Après
Taxi, récit à succès, Khaled Al-Khamissi
revient cette fois-ci avec un roman. Toujours au cœur
des drames contemporains, il emprunte la métaphore du déluge
pour aborder le thème de la fuite dans l’immigration.
L’arche de Noé
J’ai
accompli la prière du vendredi, puis je m’en suis allé au
café d’Al-Massiri pour rencontrer Yassine et Ismaïl. Je
voulais les présenter l’un à l’autre et passer avec eux une
heure pour leur expliquer ce qu’il fallait faire. J’ai
trouvé plus d’une quarantaine de personnes qui m’attendaient.
Ils avaient rempli le café, la rue et tout le quartier.
Quelques-uns étaient assis sur le trottoir de l’autre côté
et d’autres étaient installés sur des barils posés au sol
dans la rue. Une occupation complète de la rue.
J’étais
inquiet qu’on prenne cela pour une sorte de manifestation et
que je sois soumis à un interrogatoire. Que Dieu nous en
préserve. Je n’aime pas non plus discuter avec les clients
dans de grandes assemblées. Mais que faire ?
J’ai
fait la connaissance des jeunes de Tékla Al-Enab, de Achlima,
de Nabira, de Gabares et Sawalem au nord et de Sawalem au
sud, ainsi que de Damisana, de Kafr Awana et de Amlit.
Chacun d’entre eux était accompagné d’une armée. Avec eux,
on peut déclarer la guerre. Ils ont commencé à me présenter
les hommes. Le premier que j’ai salué a failli m’arracher le
bras et je n’ai pu saluer personne d’autre après lui.
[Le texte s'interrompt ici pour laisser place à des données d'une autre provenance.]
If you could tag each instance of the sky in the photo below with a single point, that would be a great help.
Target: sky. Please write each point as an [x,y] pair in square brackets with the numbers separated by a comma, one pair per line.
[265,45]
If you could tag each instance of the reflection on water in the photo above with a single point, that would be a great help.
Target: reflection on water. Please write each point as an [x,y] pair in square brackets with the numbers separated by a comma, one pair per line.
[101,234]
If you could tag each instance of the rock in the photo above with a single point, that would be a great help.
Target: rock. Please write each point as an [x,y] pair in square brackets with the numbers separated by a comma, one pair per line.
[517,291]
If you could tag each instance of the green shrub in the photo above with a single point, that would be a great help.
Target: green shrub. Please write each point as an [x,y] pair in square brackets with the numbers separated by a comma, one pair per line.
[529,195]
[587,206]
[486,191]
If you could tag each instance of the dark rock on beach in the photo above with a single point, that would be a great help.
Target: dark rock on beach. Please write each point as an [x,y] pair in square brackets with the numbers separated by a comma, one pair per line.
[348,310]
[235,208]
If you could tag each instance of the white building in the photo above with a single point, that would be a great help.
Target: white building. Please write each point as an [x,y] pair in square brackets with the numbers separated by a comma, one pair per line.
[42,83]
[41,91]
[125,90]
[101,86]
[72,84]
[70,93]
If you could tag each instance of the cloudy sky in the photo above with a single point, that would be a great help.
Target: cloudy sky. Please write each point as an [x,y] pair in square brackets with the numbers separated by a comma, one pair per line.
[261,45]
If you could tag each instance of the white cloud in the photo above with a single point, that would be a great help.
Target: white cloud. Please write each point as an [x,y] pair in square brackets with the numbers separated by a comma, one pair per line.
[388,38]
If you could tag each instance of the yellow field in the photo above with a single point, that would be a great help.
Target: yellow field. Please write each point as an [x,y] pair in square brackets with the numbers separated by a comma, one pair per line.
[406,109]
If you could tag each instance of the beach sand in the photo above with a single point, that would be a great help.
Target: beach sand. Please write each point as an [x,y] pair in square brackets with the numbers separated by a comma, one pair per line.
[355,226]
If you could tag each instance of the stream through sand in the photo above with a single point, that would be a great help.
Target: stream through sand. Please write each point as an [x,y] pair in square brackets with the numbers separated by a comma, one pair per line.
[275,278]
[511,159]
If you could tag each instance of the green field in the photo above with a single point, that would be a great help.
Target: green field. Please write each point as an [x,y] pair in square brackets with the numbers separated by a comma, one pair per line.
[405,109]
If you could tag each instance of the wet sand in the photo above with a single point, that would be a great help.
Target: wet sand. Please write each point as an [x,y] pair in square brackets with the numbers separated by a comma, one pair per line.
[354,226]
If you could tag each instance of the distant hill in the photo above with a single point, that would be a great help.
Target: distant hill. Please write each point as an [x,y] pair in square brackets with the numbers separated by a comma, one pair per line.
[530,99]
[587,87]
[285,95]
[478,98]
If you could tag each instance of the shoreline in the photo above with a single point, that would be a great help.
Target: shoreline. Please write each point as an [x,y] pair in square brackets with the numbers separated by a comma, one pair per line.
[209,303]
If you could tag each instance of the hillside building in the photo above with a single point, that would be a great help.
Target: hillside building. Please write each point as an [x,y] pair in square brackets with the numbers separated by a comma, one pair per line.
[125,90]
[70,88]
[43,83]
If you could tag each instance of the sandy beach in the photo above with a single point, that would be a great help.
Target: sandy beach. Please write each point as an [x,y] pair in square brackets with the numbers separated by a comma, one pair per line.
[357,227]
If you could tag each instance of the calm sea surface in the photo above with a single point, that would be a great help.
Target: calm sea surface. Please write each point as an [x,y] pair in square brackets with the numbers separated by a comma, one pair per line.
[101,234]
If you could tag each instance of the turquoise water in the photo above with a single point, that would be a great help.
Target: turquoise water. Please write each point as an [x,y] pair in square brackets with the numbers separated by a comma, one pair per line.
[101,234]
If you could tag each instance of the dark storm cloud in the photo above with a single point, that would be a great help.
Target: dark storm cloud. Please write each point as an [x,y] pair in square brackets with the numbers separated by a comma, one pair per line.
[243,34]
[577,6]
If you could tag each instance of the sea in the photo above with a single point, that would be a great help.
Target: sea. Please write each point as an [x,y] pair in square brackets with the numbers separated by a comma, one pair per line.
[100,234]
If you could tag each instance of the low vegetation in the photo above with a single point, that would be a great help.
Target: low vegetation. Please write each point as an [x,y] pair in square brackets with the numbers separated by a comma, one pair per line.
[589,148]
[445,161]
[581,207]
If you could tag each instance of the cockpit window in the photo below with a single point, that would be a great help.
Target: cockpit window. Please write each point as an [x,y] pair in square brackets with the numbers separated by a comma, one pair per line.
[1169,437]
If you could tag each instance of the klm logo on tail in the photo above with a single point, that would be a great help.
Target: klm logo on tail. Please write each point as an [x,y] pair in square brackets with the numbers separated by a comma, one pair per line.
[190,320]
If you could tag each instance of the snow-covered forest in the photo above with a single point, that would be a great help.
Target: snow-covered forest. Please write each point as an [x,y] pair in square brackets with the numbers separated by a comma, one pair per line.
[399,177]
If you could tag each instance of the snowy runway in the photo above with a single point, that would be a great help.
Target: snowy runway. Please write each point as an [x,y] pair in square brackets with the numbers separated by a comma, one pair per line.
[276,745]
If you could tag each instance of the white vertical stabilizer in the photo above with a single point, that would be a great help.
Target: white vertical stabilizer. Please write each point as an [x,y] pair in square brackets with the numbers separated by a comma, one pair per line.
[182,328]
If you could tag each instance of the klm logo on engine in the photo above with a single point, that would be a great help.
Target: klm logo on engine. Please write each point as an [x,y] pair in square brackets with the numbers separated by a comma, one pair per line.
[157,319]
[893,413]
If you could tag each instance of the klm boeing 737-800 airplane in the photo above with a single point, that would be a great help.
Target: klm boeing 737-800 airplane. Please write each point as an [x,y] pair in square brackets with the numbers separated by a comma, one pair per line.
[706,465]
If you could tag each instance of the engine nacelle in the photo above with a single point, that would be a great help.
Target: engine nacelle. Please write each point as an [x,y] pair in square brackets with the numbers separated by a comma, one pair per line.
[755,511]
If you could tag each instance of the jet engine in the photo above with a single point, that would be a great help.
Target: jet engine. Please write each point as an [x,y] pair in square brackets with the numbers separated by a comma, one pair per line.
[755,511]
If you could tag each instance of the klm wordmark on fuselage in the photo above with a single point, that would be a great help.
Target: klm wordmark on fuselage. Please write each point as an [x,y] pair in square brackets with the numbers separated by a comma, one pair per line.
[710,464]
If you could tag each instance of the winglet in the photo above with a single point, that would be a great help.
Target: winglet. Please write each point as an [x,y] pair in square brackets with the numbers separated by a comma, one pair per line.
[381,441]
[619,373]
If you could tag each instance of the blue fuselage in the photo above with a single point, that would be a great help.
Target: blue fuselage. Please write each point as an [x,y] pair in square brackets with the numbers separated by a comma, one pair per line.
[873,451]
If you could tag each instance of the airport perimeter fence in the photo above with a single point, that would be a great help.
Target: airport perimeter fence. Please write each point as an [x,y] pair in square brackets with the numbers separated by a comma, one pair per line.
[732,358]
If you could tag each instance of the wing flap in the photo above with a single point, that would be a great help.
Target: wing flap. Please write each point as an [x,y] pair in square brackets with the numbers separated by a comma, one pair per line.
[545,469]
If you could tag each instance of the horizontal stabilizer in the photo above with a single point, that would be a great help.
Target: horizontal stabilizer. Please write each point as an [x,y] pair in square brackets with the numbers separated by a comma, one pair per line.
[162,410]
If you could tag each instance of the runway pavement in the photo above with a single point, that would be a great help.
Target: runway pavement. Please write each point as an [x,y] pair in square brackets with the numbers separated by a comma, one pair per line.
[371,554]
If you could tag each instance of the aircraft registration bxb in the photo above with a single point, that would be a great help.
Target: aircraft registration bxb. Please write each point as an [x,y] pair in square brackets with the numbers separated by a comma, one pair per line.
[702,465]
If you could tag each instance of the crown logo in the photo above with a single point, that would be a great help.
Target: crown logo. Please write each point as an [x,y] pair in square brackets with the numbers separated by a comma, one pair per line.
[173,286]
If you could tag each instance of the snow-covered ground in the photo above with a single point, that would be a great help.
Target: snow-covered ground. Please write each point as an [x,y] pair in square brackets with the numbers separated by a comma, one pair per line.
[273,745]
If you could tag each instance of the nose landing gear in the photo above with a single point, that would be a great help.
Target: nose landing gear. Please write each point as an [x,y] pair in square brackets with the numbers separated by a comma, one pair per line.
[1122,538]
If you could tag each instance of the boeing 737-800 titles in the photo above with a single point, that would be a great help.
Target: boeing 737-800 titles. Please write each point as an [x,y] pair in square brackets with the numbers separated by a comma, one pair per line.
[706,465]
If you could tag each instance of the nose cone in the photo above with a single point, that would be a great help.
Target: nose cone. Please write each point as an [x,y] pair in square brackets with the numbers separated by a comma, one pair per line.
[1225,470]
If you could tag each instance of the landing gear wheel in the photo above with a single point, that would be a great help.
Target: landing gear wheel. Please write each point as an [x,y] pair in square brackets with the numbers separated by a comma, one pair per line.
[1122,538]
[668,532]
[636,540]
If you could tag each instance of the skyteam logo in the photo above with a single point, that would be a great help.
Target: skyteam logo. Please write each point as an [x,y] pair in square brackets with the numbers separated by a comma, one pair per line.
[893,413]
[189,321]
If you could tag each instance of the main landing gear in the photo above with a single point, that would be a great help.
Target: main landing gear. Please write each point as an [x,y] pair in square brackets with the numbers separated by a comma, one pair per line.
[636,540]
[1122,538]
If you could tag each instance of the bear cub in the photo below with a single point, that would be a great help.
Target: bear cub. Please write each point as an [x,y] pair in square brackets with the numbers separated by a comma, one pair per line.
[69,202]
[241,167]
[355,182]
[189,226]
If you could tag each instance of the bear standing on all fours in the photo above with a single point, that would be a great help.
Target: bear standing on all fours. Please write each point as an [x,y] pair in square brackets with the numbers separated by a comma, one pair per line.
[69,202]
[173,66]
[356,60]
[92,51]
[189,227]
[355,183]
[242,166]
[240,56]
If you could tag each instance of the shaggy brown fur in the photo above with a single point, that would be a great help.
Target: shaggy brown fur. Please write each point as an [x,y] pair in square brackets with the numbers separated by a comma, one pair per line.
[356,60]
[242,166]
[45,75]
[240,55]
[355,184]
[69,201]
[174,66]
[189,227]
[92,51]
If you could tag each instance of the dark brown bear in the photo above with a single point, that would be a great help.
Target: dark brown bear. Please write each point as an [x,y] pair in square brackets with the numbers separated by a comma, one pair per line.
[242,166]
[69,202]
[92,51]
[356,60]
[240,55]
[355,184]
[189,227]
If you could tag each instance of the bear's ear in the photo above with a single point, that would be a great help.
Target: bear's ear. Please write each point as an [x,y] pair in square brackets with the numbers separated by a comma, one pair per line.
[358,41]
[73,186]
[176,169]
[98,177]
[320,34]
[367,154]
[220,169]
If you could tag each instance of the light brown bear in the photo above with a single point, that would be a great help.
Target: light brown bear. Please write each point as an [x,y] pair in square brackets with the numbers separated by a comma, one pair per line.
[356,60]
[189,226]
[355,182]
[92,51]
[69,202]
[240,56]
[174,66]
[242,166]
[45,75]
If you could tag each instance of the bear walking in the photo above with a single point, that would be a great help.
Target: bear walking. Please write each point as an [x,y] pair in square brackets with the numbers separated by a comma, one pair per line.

C’était un costaud, énorme, nommé Taha et à côté de lui
était installé Al-Toukhi. En parlant, je n’ai pu relever
l’œil de sur un monstre, nommé Zakzouka. Je lui ai dit qu’il
valait mieux qu’il fasse de la boxe. Ils m’ont également
présenté Mohamad Chendi, Abdo Al-Kharat, Chaker, Eleiwa Al-Fahl,
Samasah et Bayida. Un groupe extraordinaire ! Une grâce qui
m’est tombée du ciel. Une grâce au goût de mangue après que
la compétition a pris ce tournant, ces derniers jours. Un
grand merci à Dieu.
Je leur
ai dit de préparer leurs passeports et leurs papiers du
service militaire et que la somme demandée était de 15 000
livres égyptiennes : 10 à payer maintenant et 5 autres
lorsque vous communiquerez avec vos familles avant de monter
sur le bateau en leur disant que tout va bien. Nous avons
convenu que nous nous rencontrerons au même endroit un
vendredi également, après exactement un mois, pour savoir
quel est le nombre final qui allait partir. Ils se sont mis
d’accord de partir en été pour que le temps soit calme, que
la mer ne soit pas haute et qu’ils puissent avoir le temps
de préparer ce qui était demandé.
Abou-Salama a fait un aparté avec Yassine et Ismaïl dans le
café, en étant évidemment sûr que ce qu’ils diraient sera
connu en détails par tous les présents. Le courtier voulait
les assurer qu’il y avait des solutions nouvelles et
originales au cas où ils ne pourraient pas trouver les
possibilités matérielles requises pour sortir de l’Egypte.
–
Evidemment vous êtes des personnes très bien … Et
aujourd’hui, nous nous connaissons. C’est pourquoi je veux
vous rendre service, au nom de Dieu. Et ne pas être avare en
informations que j’ai.
– Alors
quoi de bon, Abou-Salama ?
– Louez
le prophète.
– Qu’il
soit loué et salué.
– Voyez
les hommes, que Dieu vous apporte encore plus de grâces,
pour les personnes qui n’ont pas les moyens, il y a
aujourd’hui un hôpital qui a besoin qu’on offre son rein
pour des malades, que Dieu nous en préserve, qui vont mourir
s’ils ne subissent pas cette opération. L’hôpital paye tous
les frais de voyage.
– Tu es
courtier ou boucher ? Que Dieu te dépossède de tous tes
biens !
–
Pourquoi les gros mots Ismaïl ? Les bouchers, eux, ce sont
les courtiers, fils de chiens, qui te demandent pour un visa
pour l’Europe un certificat médical complet et qui volent
ainsi ce qu’ils veulent. Vous ne lisez pas les journaux ou
quoi ? Je travaille d’une manière qui me préserve tout péché.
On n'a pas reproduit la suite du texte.